# Thomson tg520 modem need driver



## tiptoptim2 (Aug 9, 2009)

Hey all, I have a thomson TG520 modem for my broadband. I am currently connected through my ethernet connection which works fine. When I tried to change this to my usb connection my computer couldn't find the drivers and when I tried to find them online nobody had a copy of them anywhere! Please could someone help??
Tim


----------



## joeten (Dec 4, 2008)

hi and welcome you cn try here http://www.thomson.net/GlobalEnglish/broadband-uk/Pages/home-uk.aspx


----------



## tiptoptim2 (Aug 9, 2009)

hey, I tried that website and couldn't find a driver. I have also tried thomson technical support with no avail, I might contact my isp and see if they can provide me with a different modem. oh and the model is a THG520


----------



## tiptoptim2 (Aug 9, 2009)

Ok so after doing more research I have found that I need thomson usb cdc device drivers, any ideas??


----------



## Wrench97 (May 10, 2008)

The Ethernet connection is the preferred and faster port to use.

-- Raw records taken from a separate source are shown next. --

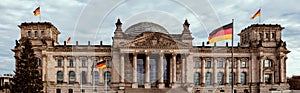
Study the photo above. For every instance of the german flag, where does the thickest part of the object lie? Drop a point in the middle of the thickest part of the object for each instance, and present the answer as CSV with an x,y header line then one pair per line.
x,y
69,40
222,33
37,11
101,64
256,14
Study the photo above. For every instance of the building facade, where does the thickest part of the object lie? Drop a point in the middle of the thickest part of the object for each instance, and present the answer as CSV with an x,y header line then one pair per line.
x,y
147,58
5,80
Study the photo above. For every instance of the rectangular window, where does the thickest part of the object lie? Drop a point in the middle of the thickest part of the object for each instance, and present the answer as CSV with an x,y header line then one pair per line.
x,y
29,34
208,64
267,78
230,64
83,63
267,63
59,62
107,63
58,91
71,63
70,91
244,64
197,64
220,64
43,33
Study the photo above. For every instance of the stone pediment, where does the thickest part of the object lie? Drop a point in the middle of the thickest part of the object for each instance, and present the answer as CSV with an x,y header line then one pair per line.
x,y
154,40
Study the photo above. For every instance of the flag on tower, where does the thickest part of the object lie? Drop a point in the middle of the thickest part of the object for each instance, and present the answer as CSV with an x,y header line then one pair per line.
x,y
256,14
101,64
222,33
37,11
69,40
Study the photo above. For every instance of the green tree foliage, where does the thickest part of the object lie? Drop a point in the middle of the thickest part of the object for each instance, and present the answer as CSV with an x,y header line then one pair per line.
x,y
27,78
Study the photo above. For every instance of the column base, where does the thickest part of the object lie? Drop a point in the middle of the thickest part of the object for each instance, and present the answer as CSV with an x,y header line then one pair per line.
x,y
122,86
147,85
175,85
134,85
161,85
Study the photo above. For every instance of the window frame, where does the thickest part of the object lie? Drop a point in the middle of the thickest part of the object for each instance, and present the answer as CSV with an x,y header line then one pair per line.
x,y
208,64
59,77
243,65
197,64
267,63
196,78
71,63
36,34
59,63
243,78
72,79
220,64
208,78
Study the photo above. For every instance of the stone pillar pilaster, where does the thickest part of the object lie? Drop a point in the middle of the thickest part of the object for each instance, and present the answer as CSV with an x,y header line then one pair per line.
x,y
122,68
134,63
147,74
161,71
65,64
238,71
202,77
261,73
174,67
227,71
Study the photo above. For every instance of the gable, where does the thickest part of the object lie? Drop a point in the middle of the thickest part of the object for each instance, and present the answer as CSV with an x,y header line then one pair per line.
x,y
154,40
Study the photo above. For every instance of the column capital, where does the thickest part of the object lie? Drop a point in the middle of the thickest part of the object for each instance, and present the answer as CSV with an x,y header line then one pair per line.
x,y
148,53
135,54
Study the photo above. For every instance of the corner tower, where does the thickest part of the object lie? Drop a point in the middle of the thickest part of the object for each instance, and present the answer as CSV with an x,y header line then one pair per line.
x,y
261,35
40,33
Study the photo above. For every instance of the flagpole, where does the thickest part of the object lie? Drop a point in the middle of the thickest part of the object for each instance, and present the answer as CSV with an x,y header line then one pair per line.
x,y
232,65
259,20
40,16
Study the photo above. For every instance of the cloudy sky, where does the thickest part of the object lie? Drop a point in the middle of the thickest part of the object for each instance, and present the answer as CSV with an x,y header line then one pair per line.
x,y
93,20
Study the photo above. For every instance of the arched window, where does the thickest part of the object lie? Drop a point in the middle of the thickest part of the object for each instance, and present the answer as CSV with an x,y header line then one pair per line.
x,y
71,63
96,77
39,62
107,77
196,78
36,34
220,78
72,77
208,78
43,33
29,34
231,76
83,77
267,63
107,63
59,77
243,78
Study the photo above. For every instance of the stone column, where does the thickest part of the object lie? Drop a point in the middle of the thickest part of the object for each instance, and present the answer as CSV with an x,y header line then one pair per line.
x,y
161,71
227,71
66,75
238,71
134,63
215,73
89,71
147,74
174,67
261,70
44,65
122,68
202,78
183,69
78,72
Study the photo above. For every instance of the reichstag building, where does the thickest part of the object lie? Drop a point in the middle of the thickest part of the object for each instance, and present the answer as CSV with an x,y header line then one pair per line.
x,y
146,58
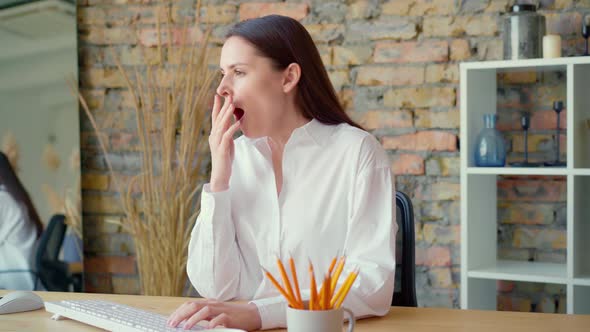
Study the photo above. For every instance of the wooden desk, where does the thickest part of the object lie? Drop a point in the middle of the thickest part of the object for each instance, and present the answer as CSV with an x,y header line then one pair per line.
x,y
398,319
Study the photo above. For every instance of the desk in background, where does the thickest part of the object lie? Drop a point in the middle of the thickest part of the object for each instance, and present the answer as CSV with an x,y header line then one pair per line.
x,y
398,319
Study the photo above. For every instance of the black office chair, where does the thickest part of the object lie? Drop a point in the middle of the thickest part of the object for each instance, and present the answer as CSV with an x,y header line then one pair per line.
x,y
53,273
404,294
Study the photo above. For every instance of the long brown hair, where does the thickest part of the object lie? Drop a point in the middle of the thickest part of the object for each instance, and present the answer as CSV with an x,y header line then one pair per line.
x,y
284,40
15,188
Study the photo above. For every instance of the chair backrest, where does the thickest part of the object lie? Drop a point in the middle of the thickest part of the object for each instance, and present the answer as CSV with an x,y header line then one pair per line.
x,y
405,291
52,272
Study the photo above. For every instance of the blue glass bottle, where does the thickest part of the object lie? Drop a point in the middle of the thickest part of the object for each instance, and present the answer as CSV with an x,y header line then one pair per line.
x,y
490,148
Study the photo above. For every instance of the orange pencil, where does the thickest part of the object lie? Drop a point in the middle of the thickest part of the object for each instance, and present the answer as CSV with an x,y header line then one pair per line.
x,y
326,298
294,273
344,289
279,288
312,286
285,278
332,264
338,272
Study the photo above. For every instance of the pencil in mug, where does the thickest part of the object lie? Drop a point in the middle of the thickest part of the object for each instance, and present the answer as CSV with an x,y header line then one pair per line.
x,y
337,299
295,281
286,282
280,289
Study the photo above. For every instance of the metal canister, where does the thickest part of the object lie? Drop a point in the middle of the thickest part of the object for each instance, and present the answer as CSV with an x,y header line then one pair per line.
x,y
524,29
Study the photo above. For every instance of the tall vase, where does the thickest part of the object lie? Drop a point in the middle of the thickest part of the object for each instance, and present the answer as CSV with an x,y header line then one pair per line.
x,y
490,148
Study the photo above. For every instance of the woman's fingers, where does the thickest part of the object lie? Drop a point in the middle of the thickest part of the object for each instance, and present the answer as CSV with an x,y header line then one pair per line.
x,y
183,312
228,101
216,108
228,136
219,321
206,312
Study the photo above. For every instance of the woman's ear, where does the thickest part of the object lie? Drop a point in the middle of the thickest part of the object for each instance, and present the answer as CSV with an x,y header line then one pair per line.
x,y
291,77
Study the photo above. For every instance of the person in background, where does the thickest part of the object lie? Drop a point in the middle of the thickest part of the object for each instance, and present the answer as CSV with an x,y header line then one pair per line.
x,y
303,180
20,227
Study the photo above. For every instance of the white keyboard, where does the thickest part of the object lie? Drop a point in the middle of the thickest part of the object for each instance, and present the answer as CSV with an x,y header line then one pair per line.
x,y
112,316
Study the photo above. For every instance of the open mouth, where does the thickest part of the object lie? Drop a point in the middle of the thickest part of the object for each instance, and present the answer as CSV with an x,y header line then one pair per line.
x,y
238,113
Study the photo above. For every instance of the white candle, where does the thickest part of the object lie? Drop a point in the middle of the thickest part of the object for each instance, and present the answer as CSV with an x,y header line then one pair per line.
x,y
552,46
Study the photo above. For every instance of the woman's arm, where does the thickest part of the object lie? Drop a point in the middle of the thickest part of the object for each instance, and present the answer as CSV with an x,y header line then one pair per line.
x,y
214,259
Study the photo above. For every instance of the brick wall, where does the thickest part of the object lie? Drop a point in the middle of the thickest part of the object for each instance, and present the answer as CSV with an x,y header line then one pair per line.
x,y
395,65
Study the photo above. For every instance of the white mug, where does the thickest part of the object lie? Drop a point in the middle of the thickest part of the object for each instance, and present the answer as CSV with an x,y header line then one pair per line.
x,y
299,320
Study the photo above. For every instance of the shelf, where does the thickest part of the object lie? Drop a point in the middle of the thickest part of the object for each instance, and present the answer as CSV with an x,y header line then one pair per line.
x,y
582,281
522,271
519,170
527,65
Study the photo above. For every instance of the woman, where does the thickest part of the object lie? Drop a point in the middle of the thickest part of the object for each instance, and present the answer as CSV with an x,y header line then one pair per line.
x,y
20,227
303,179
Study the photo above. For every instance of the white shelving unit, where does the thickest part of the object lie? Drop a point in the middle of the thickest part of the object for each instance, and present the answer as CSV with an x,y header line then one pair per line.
x,y
480,267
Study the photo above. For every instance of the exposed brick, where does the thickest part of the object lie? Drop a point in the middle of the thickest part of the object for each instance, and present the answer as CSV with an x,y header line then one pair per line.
x,y
441,234
383,119
392,28
448,26
92,181
473,6
384,76
442,73
460,50
176,55
218,14
258,9
418,7
489,49
532,190
419,97
446,212
408,164
405,52
351,55
433,256
110,264
422,141
339,78
444,120
102,77
539,238
325,33
497,6
346,98
108,36
362,9
94,98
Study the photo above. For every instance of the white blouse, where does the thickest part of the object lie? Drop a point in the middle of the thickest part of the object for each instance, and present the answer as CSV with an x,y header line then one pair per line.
x,y
337,195
18,239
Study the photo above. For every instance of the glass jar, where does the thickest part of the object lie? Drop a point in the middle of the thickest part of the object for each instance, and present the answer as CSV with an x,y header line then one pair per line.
x,y
490,148
523,33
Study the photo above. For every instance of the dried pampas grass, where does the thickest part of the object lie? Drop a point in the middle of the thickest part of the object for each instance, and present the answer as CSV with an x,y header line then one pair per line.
x,y
10,149
173,127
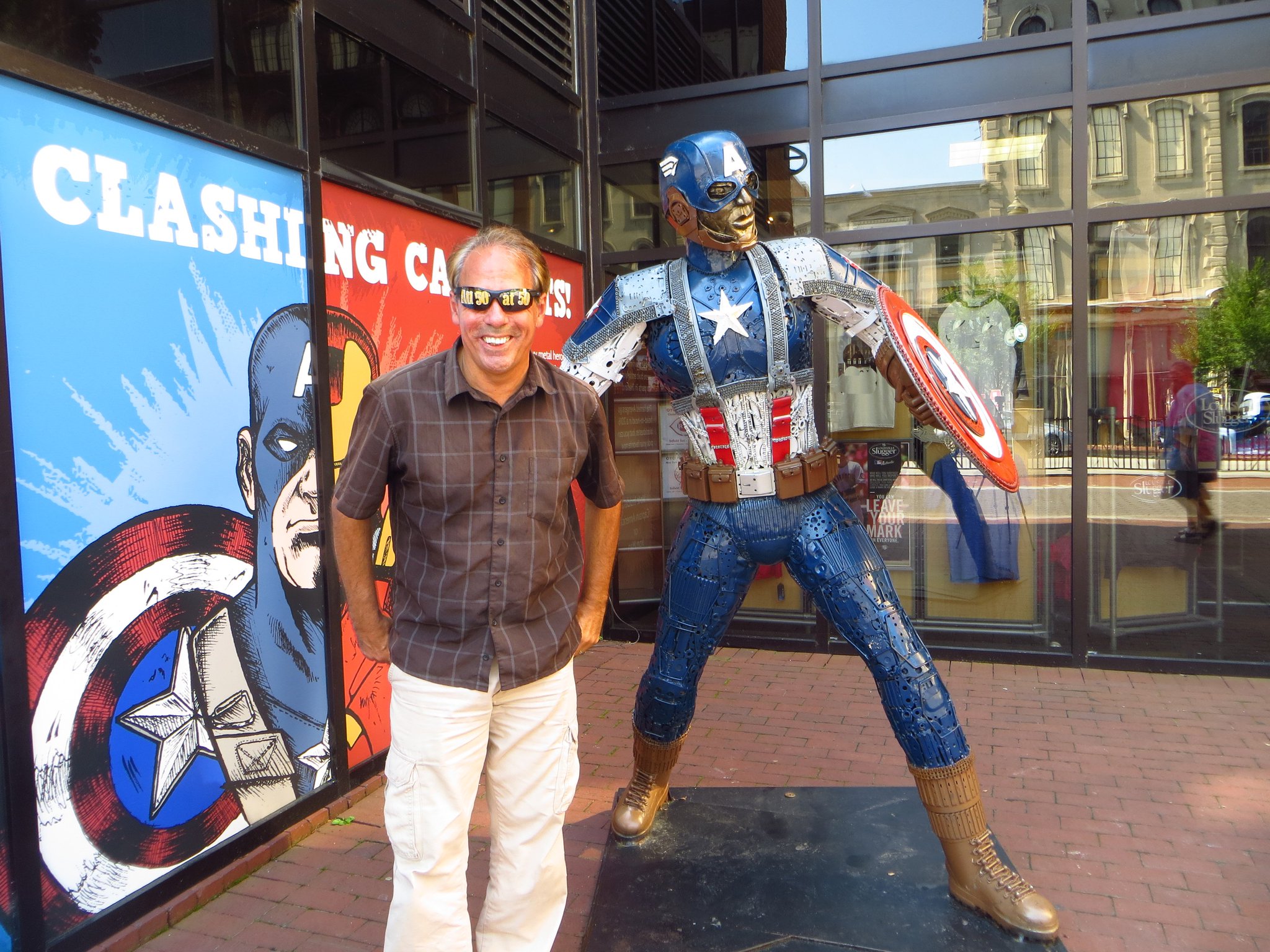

Are you USB ports version 2.0 or 1.1?


----------



## Riskyone101 (Oct 22, 2008)

Yes I agree with Wrench97 here, the ethernet connection port will be alot faster than using the USB port. (up to 3-4 times faster possibly)


----------



## joeten (Dec 4, 2008)

i bow to both wrench and riskyone on this


----------



## tiptoptim2 (Aug 9, 2009)

Yeah, problem is I want to run both my xbox 360 off my ethernet connection. All I need is the thomson usb cdc device drivers, but I can't find F****** thing anywhere!


----------



## Wrench97 (May 10, 2008)

Gaming through the pc hooked by a usb port will be painfully slow, the modem will only support one connection or the other usually not both, how about a router or a cheap switch if the modem/router supports DHCP.


----------



## Riskyone101 (Oct 22, 2008)

Yes I was going to suggest the same here as wrench97 has....

router
or
hub 

This is your best bet to not sacrifice speed as much, it will still be fast.


----------